L'armonia in maggioranza non c'è. I rapporti tra amministratori e dirigenti sempre più burrascosi. Un quadro generale che fa preoccupare la città. La minoranza incalza e mette in luce le contraddizioni e falle tra coloro che amministrano il Capoluogo

Passate le tre di notte, Paolo Foti e la sua maggioranza tirano un sospiro di sollievo. Il bilancio previsionale passa come la tempesta. I distinguo in maggioranza restano ed Avellino continuerà ad essere in agonia.

L’armonia tra chi deve decidere le sorti dello sviluppo della città è un mero ricordo. Si naviga a vista e tutti, nessuno escluso ha parlato di una fiducia a termine. Una spada di Damocle sulla testa di Foti che al prossimo errore potrebbe pagarla cara. Ma visto lo stato comatoso di una maggioranza allo sbando, fino a quando Foti avrà la forza e il coraggio di far finta che tutto va bene? Interrogativo impietoso ma la città non può subire inerme quello che accade in pubblica assise. Uno spettacolo inqualificabile: dai veti incrociati, alle accuse, alla mancanza di senso di responsabilità.

Un consiglio comunale tanto atteso che inizia neanche sotto i migliori auspici: a chiamare l’appello, ci ha pensato la dirigente Carmela Cortese poiché non erano presenti né il segretario comunale, Riccardo Feola, né la sua Vice, la dottoressa Maria Luisa Muollo. Il primo era in ritardo poiché bloccato in autostrada per un incidente, l’altra assente per le ferie.

Ma sulle assenze i soliti maliziosi ci hanno messo il “becco”: non c’è più quella armonia neanche tra amministratori e dirigenti. Che viene alla luce del sole anche a seguito delle parole del sindaco Foti: “Prendo atto dell’assenza dei dirigenti. Questo mal vezzo è vergognoso e intollerabile. Vi garantisco che non accadrà mai più. Questo è l’andazzo che ho trovato e vi garantisco che è difficile da correggere. Ma lo farò. Dirigenti, funzionari e impiegati devono fare il loro dovere tutti i santi giorni dell’anno”.

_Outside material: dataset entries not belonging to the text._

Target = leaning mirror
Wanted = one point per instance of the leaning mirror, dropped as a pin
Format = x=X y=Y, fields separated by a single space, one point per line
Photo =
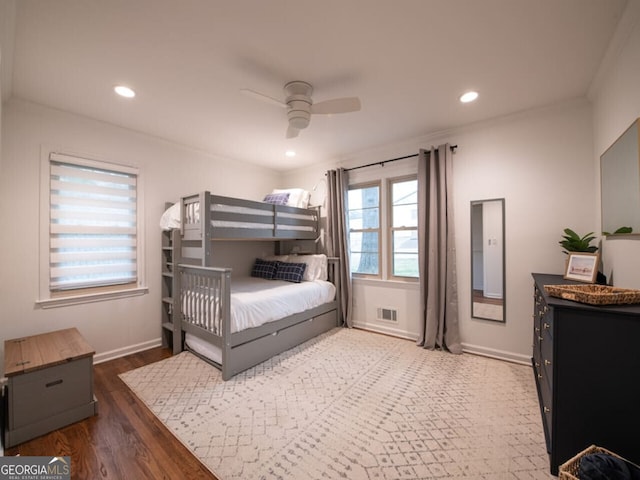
x=487 y=259
x=620 y=183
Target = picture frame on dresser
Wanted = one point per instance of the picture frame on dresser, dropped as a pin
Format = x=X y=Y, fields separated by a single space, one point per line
x=582 y=267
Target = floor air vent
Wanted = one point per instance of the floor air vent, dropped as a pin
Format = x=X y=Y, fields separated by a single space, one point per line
x=387 y=314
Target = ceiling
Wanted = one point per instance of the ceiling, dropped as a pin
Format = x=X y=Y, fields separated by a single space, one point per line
x=407 y=60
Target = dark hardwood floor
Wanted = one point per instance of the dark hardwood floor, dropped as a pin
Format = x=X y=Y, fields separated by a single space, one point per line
x=125 y=440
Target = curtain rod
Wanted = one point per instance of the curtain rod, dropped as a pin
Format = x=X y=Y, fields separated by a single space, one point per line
x=381 y=163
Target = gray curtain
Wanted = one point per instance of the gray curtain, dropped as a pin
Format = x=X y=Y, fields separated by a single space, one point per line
x=436 y=251
x=338 y=237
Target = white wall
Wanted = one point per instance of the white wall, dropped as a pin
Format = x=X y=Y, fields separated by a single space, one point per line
x=168 y=171
x=541 y=163
x=616 y=104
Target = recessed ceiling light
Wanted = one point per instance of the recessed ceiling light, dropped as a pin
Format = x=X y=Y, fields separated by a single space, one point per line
x=468 y=97
x=124 y=91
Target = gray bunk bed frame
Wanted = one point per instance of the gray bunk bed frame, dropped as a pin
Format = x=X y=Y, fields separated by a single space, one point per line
x=244 y=349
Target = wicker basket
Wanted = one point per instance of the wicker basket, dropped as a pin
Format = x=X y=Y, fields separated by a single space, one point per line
x=569 y=469
x=594 y=294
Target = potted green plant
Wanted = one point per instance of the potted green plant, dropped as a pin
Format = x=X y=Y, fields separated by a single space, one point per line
x=572 y=242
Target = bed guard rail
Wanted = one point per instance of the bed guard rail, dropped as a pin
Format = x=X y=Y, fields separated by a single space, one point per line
x=204 y=299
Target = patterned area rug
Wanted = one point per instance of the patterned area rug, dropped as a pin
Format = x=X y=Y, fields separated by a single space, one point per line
x=353 y=405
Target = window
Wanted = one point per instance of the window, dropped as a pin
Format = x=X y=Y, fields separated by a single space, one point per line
x=93 y=244
x=364 y=228
x=404 y=227
x=383 y=228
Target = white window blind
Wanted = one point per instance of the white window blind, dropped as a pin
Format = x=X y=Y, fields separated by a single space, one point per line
x=93 y=224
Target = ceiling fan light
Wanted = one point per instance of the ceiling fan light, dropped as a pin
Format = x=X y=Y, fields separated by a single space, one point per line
x=124 y=91
x=468 y=97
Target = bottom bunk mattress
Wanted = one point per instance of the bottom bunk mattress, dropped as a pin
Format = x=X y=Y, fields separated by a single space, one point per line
x=256 y=301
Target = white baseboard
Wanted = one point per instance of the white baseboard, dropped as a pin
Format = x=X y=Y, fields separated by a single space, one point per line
x=121 y=352
x=497 y=354
x=394 y=332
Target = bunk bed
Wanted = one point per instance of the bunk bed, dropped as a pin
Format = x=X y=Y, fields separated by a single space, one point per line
x=208 y=303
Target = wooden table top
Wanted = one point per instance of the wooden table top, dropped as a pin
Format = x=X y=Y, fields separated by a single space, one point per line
x=22 y=355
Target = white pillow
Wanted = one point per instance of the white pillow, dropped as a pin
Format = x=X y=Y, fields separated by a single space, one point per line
x=276 y=258
x=171 y=217
x=316 y=266
x=297 y=196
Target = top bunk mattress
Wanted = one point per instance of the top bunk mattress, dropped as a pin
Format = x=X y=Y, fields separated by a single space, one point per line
x=237 y=215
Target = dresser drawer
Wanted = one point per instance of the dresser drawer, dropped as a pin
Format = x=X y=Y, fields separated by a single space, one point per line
x=41 y=394
x=545 y=408
x=546 y=359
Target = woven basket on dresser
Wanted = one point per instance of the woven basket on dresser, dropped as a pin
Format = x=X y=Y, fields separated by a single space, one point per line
x=569 y=469
x=595 y=294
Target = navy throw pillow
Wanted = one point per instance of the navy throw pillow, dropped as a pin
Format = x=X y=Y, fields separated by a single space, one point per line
x=264 y=269
x=290 y=272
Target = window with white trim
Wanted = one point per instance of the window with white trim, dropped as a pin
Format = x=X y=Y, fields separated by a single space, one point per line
x=364 y=228
x=403 y=227
x=383 y=228
x=93 y=244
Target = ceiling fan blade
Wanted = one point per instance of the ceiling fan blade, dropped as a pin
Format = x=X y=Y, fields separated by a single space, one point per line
x=337 y=105
x=263 y=97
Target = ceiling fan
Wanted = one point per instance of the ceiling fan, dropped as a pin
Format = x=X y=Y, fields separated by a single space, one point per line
x=300 y=107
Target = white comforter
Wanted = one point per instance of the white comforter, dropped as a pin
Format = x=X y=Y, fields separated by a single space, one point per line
x=255 y=301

Parole di fuoco che animano ancora più una seduta rovente che sarà ricordata per l’alzata di scudi di Mimmo Palumbo e del medico Virgilio Cicalese.

Più ficcante e incisivo il lavoro svolto da Dino Preziosi che presenta ben 13 pregiudiziali e con correttezza chiede anche che siano allegate alla delibera di approvazione di Bilancio. E su questi punti vengono fuori le amnesie, i vuoti, le falle di una maggioranza che stenta a ritrovarsi concorde. Un colpo di genio di Preziosi utile più a far capire all’opinione pubblica dei dissidi esistenti.  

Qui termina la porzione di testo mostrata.